There is NO default value, but there is a maximum you are allowed to specify (in the SGE batch system, the default was 7 days if you didn’t specify a wallclock time limit)
Why the change? This is to improve the job scheduling – Slurm may be able to run your job sooner if it can fit it in before other jobs are expected to start using similar resources. By giving a more realistic wallclock time, Slurm can better schedule jobs.
You don’t need to be super accurate! If you’re not sure how long your job will take, you should err on the side of caution and give it plenty of wallclock time. The maximum permitted is 7 days in most cases (4 days for GPU jobs.) Consult the Partitions page to see the per-partition limits.
Note: We cannot extend a job’s wallclock limit once it has been submitted to the batch system.
If you fail to specify the wallclock time, you’ll receive the error:
sbatch: error: Batch job submission failed: Requested time limit is invalid (missing or exceeds some limit)
What happens when the Wallclock limit is reached?
When the job time limit (wallclock) is reached, the batch system sends a soft kill signal (SIGTERM) to your job, which some applications will detect and then shutdown gracefully – for example saving current state and results before exiting, but this depends on your application’s capabilities. Some applications can use this “checkpoint” to be restarted from a known status point.

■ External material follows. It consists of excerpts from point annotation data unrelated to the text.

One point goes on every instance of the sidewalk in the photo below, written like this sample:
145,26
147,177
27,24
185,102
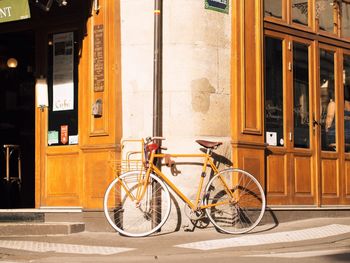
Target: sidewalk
313,234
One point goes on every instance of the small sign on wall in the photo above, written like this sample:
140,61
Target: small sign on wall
218,5
98,58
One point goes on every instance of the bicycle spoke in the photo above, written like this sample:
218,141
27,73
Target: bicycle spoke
133,218
244,209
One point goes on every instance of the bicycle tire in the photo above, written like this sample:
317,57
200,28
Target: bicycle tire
242,212
127,217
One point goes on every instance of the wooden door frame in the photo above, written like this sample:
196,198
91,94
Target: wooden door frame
288,150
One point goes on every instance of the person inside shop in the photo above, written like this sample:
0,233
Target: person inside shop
330,123
330,120
347,114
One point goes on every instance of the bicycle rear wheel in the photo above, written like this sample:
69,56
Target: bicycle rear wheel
127,216
236,200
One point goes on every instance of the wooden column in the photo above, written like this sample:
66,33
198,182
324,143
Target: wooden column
246,83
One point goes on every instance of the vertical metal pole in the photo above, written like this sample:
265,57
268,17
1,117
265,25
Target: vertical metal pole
157,69
157,100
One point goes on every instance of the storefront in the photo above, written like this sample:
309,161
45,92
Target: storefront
67,132
292,66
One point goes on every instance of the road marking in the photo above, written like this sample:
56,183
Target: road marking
34,246
303,254
273,238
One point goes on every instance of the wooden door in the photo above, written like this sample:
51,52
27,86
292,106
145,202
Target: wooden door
289,78
333,104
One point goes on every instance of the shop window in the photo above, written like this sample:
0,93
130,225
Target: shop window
63,90
274,91
300,12
347,102
328,102
273,8
345,19
301,95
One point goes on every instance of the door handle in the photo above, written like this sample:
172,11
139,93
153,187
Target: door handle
314,123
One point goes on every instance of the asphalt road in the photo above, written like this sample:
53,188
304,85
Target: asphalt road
317,240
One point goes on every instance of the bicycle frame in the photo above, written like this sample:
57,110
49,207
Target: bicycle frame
193,205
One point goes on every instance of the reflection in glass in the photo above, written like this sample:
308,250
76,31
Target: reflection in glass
347,102
273,91
300,12
301,95
345,19
324,14
327,102
273,8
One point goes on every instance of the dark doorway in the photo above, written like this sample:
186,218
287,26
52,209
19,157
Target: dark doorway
17,117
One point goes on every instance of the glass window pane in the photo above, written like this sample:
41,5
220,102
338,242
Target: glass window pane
347,102
327,102
273,91
324,14
345,19
301,95
273,8
300,12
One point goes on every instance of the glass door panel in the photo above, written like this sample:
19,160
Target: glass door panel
327,100
345,19
300,12
325,14
273,8
301,95
346,82
274,91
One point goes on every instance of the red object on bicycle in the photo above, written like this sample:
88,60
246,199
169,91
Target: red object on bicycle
152,147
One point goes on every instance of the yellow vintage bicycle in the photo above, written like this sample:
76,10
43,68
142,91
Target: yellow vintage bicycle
137,203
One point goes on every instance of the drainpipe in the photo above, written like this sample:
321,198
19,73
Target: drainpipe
157,100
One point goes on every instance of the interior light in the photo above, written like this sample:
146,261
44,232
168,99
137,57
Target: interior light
12,63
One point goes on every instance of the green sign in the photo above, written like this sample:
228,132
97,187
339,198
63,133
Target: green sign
218,5
12,10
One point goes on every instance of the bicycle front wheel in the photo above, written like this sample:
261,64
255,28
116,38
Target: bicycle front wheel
235,200
130,217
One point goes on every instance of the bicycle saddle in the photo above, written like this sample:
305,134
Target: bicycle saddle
208,144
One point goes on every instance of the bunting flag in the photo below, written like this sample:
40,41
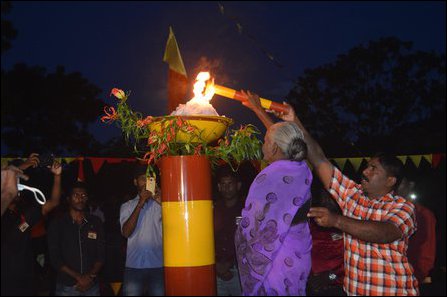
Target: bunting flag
96,163
403,159
69,160
116,286
177,78
436,159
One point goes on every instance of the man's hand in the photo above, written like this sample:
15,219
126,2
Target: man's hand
9,185
157,196
56,168
32,161
288,116
145,195
252,101
323,217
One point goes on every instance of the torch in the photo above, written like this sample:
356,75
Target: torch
236,95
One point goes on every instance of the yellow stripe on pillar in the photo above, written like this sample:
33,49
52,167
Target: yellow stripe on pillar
188,238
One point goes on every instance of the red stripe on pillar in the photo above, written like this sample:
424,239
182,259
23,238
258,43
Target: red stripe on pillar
190,281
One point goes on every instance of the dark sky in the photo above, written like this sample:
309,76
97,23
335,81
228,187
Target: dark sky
121,44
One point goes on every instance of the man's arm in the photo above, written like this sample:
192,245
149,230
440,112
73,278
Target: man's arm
253,102
56,192
131,223
9,185
315,155
370,231
322,166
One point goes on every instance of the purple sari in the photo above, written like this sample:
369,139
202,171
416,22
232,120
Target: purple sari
274,256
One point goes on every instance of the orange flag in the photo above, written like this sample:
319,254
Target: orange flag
177,79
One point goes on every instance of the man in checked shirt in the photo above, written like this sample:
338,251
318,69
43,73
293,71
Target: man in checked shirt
376,223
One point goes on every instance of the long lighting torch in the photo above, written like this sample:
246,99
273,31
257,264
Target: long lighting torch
237,95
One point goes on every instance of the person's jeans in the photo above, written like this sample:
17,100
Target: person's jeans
62,290
230,287
139,282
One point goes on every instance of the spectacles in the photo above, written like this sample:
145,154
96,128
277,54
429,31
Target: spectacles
80,195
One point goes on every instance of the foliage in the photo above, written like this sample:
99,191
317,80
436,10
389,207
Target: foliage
154,143
8,31
48,111
384,90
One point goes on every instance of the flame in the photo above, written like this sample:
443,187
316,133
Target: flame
203,93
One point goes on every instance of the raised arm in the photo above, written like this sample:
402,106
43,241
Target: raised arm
370,231
56,192
252,102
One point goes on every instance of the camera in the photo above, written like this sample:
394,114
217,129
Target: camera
46,160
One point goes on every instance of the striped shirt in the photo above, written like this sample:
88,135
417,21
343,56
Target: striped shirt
371,268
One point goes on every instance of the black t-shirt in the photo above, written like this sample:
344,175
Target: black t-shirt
17,254
77,246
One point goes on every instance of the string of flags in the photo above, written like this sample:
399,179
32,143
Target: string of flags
98,162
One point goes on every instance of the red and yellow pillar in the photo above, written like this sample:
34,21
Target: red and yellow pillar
188,232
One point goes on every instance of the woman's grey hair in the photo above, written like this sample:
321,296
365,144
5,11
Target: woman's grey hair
290,139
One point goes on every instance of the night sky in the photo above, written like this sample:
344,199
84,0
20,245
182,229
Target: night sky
121,44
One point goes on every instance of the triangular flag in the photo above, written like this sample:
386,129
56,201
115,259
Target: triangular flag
116,286
177,78
69,160
356,162
427,158
436,159
96,163
416,159
81,169
402,158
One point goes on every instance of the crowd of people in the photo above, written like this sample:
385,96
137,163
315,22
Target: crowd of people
297,227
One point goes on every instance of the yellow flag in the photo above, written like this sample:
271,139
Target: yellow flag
177,78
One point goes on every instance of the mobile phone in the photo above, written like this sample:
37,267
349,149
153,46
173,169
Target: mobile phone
150,184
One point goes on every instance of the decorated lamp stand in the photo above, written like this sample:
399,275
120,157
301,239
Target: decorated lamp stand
182,147
188,235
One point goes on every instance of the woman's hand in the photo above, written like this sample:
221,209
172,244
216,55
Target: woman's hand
252,101
288,116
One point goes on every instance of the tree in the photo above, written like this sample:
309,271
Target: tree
48,112
377,97
8,31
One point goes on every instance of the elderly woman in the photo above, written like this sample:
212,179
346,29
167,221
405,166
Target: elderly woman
273,240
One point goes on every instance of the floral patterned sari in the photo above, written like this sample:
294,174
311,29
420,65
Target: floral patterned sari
274,255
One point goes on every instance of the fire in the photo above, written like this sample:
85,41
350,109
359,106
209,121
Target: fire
202,95
200,103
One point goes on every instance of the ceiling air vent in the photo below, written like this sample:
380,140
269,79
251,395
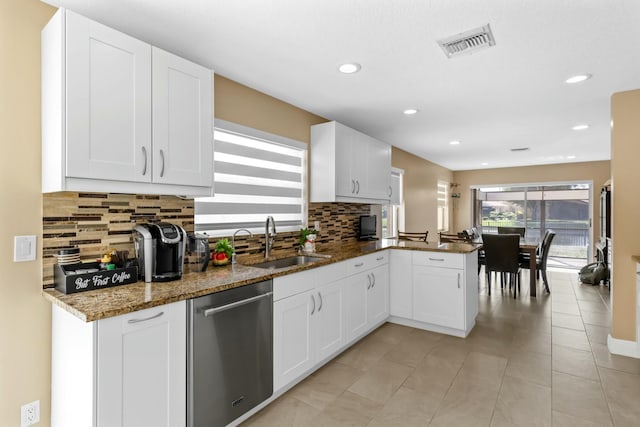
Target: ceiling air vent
467,42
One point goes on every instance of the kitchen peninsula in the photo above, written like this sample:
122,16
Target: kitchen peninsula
94,305
319,310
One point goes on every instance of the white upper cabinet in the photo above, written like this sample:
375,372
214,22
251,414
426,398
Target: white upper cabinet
182,121
347,165
119,115
108,102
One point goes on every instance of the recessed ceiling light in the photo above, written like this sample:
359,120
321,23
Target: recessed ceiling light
350,68
579,78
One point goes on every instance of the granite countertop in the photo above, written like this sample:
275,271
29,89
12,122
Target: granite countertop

But most apps will simply exit! You might be left with an incomplete or empty or corrupt output file.
Please consult the manual for your software for more information.
If the job hasn’t shutdown 30 seconds after receiving the soft kill signal, a hard kill signal (SIGKILL) will be sent and the job will be killed immediately.
Specifying a Wallclock Time
To set the max wallclock for your job, add the following to your jobscript:
#SBATCH -t d-hh:mm:ss # (--time=d-hh:mm:ss)
where d is the number of days, hh is the number of hours, mm is the number of minutes, ss is the number of seconds.
Other acceptable time formats are:
#SBATCH -t minutes #SBATCH -t minutes:seconds #SBATCH -t hours:minutes:seconds #SBATCH -t days-hours # Recommended format (e.g., 4-0 for 4 days) #SBATCH -t days-hours:minutes #SBATCH -t days-hours:minutes:seconds
For example to give a limit of 10 minutes add the following line to your batch script:
#SBATCH -t 10
An example of 6 hours:
#SBATCH -t 06:00:00 #### OR use 0 days, 6 hours: #SBATCH -t 0-6
An example of 2 days:
#SBATCH -t 2-0
Can the time limit on a submitted job be changed?
Yes, you can increase or decrease the time you have requested thus:
scontrol update jobid=1234567 TimeLimit=4-0
Be sure to replace the jobid with the number of your job and set the TimeLimit to the new wallclock you require (the above example sets 4 days).
I receive an error ReqNodeNotAvail
when submitting jobs
If your job won’t submit, with error
Job unable to run due to ReqNodeNotAvail, reserved for maintenance
this means a maintenance period is scheduled for future work. The problem is that the wallclock time limit you have specified means that the job won’t finish in time before the maintenance period begins.
This would result in Slurm having to kill the job. So instead it refuses to allow you to submit it.
The solution is to specify a shorter wallclock time limit using the #sbatch -t timelimit
directive (or see above to modify already-queued jobs.)
Short Jobs
A separate short job area does NOT exist on the upgraded CSF3. But by adding a runtime limit to your job, as detailed above, your job may be selected to run sooner than other jobs in the system. If you know that one hour, for example, will be enough for your job to complete its work, add
#SBATCH -t 01:00:00
to your jobscript.